Let’s take a look at the current situation to see if this is a good time to add the rail carrier to your portfolio.
Impressive rally
CP traded for close to $150 per share in early 2016. Since then, the stock has enjoyed a nice recovery and now trades above $260. Strong economies in Canada and the United States are certainly providing a boost to demand for the company’s services.
Q2 results
CP reported Q2 revenue of $1.75 billion, representing a 7% increase from the second quarter last year. Volumes rose 4% and carloads improved by 2% on a year-over-year basis. Adjusted diluted earnings per share came in at $3.16 compared to $2.77 in Q2 2017. Free cash flow was $331 million for the quarter compared to $274 million last year.

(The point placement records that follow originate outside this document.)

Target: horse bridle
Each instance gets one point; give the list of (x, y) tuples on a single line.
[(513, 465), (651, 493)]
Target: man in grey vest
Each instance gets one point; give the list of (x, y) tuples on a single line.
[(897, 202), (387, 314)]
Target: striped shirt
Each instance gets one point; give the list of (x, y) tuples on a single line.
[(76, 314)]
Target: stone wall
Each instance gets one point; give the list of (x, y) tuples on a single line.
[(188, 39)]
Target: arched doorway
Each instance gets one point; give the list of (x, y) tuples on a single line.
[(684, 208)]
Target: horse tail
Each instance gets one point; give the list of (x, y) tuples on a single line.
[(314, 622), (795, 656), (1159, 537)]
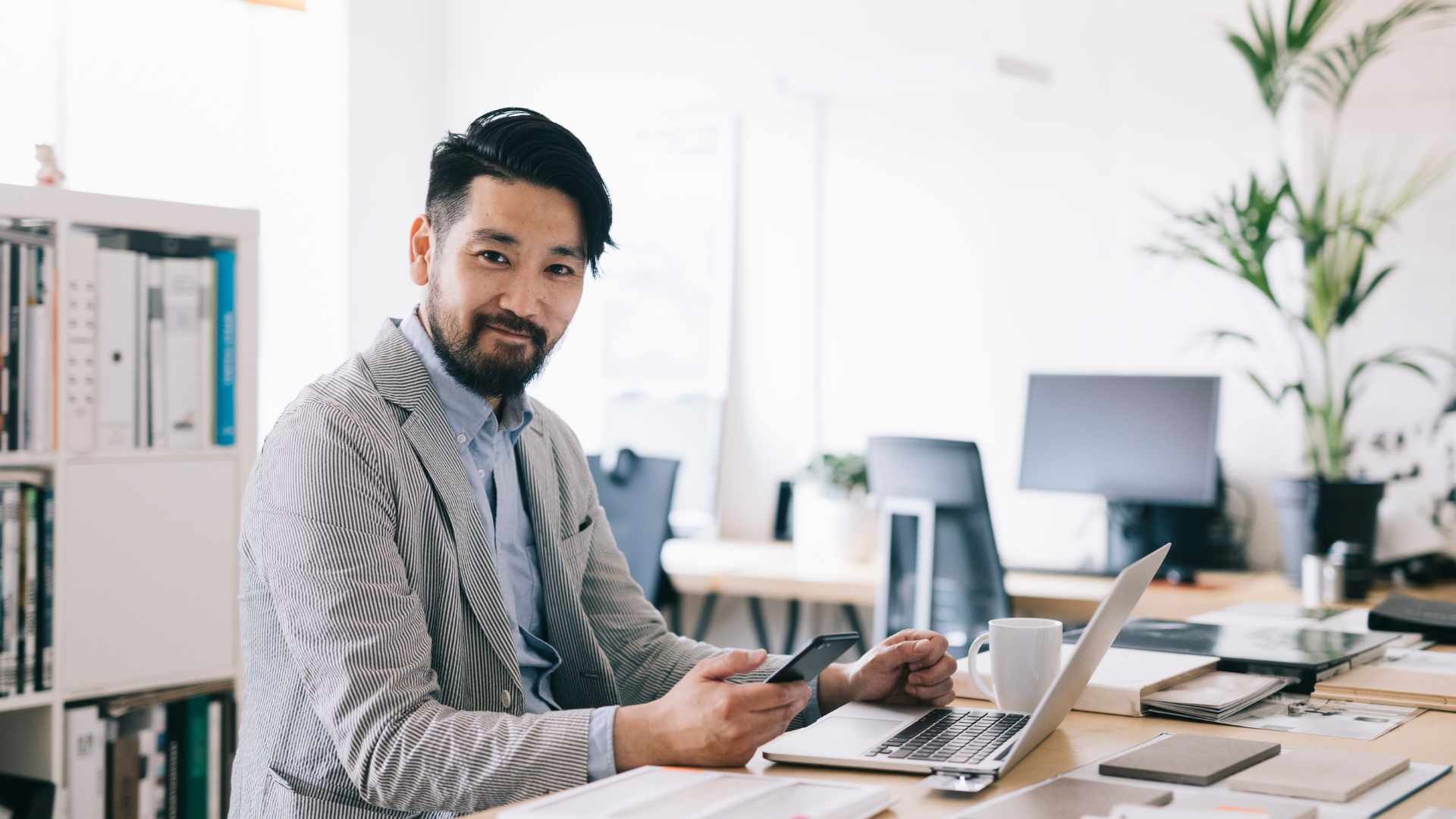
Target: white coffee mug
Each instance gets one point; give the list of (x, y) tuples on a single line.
[(1025, 659)]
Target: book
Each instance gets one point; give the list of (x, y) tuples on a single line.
[(1318, 773), (79, 341), (224, 372), (1392, 684), (1307, 654), (1213, 697), (158, 435), (182, 303), (194, 760), (117, 286), (1402, 613), (30, 582), (46, 623), (86, 763), (1120, 681), (123, 776), (1068, 796), (15, 290), (9, 595), (39, 362), (1190, 760), (215, 760)]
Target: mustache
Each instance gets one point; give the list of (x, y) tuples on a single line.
[(510, 322)]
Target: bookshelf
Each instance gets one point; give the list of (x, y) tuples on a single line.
[(145, 541)]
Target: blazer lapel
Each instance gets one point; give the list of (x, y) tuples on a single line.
[(544, 499), (400, 378)]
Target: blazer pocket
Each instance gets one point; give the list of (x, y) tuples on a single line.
[(286, 803)]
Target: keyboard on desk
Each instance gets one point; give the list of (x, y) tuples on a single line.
[(956, 736)]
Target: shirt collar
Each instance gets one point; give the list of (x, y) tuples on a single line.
[(465, 410)]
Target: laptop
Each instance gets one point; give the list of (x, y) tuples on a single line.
[(916, 739)]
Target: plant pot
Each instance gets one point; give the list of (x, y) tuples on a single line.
[(832, 526), (1315, 513)]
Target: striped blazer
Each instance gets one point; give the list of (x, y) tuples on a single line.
[(381, 678)]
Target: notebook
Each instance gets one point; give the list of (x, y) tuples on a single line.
[(1394, 684), (1320, 773), (1282, 651), (1213, 697), (1120, 681), (1190, 760), (1065, 796)]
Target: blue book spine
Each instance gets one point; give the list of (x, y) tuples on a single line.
[(47, 620), (226, 366)]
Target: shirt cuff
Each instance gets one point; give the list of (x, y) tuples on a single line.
[(601, 757), (811, 711)]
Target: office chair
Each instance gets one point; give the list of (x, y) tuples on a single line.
[(940, 563), (637, 493)]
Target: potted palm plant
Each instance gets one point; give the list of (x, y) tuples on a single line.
[(833, 516), (1334, 228)]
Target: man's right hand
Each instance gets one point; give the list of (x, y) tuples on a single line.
[(705, 720)]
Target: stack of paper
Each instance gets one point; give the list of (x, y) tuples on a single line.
[(1213, 697), (1120, 681), (1320, 773), (654, 792), (1421, 679)]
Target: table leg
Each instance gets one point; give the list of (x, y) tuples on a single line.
[(756, 613), (794, 627), (705, 617), (854, 626)]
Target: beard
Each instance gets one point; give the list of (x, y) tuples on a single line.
[(500, 373)]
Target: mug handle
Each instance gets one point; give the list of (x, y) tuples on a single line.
[(974, 672)]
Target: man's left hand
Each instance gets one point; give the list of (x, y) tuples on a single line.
[(908, 668)]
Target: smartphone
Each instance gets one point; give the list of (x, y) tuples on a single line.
[(816, 656)]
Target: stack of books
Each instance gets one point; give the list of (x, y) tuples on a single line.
[(1213, 697), (164, 316), (153, 755), (27, 343), (27, 572)]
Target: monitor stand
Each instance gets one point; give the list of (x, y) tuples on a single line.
[(1136, 529)]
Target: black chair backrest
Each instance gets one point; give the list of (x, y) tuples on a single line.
[(968, 582), (638, 497)]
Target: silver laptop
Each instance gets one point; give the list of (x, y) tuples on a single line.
[(916, 739)]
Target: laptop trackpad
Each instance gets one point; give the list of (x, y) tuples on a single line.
[(835, 736)]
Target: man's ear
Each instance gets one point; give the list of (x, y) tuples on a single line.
[(421, 246)]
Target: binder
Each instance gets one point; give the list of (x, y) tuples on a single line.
[(117, 287), (80, 343), (181, 308)]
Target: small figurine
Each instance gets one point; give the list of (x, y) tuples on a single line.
[(49, 174)]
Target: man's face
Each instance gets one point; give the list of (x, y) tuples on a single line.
[(503, 283)]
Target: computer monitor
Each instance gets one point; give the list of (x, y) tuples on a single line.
[(1145, 444)]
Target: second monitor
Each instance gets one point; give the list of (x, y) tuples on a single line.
[(1145, 444)]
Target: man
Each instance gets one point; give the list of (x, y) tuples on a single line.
[(436, 618)]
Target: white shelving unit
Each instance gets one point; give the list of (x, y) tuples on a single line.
[(146, 573)]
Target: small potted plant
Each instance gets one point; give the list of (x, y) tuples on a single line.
[(833, 516), (1331, 231)]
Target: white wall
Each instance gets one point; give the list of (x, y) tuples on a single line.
[(213, 102), (979, 228)]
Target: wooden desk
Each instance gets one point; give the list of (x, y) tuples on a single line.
[(1084, 738)]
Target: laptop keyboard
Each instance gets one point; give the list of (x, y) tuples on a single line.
[(956, 736)]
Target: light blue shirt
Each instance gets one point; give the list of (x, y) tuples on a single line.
[(487, 447)]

Freight revenue rose in most of the company’s segments, with solid improvements in grain, potash, energy and chemicals, metals, consumer products, automotive, and intermodal. Coal and forestry products revenue was pretty much in line with the previous year, and CP saw a dip in revenue from fertilizer and sulphur shipments.
The company had a rough start to 2018 with difficult weather and uncertainty regarding contract negotiations with employees. Strike notices and labour negotiations had an impact on operations, but CP eventually reached long-term agreements with two unions that represent the workers.
Opportunities
CP is investing $500 million over the next four years on new high-capacity grain hopper cars to address backlogs in the system. In addition, crude-by-rail demand remains high, and CP has an opportunity to boost its oil shipments. Crude-by-rail volumes are already at record levels, according to a recent National Energy Board report for the month of May.
Completion of major pipelines would reduce demand for oil-by-rail capacity, but the timing for Keystone XL and Trans Mountain is still up in the air. Line 3 could be in service by the end of 2019.
Risks
Trade disputes could put some of CP’s segments at risk, and a prolonged trade battle would likely be negative for the Canadian economy. The worst-case-scenario is unlikely to materialize, but it is important to keep in mind when evaluating CP as a stock pick.
Dividends
CP recently raised its quarterly dividend from $0.5625 per share to $0.65. That translates into an annualized yield of 1%.
Should you buy?
At the current price, the stock isn’t on sale, and investors should prepare for some potential volatility in the near term. As such, I would keep an initial position small and use dips as opportunities to add to your holdings. Overall, CP should be a solid pick for a buy-and-hold portfolio.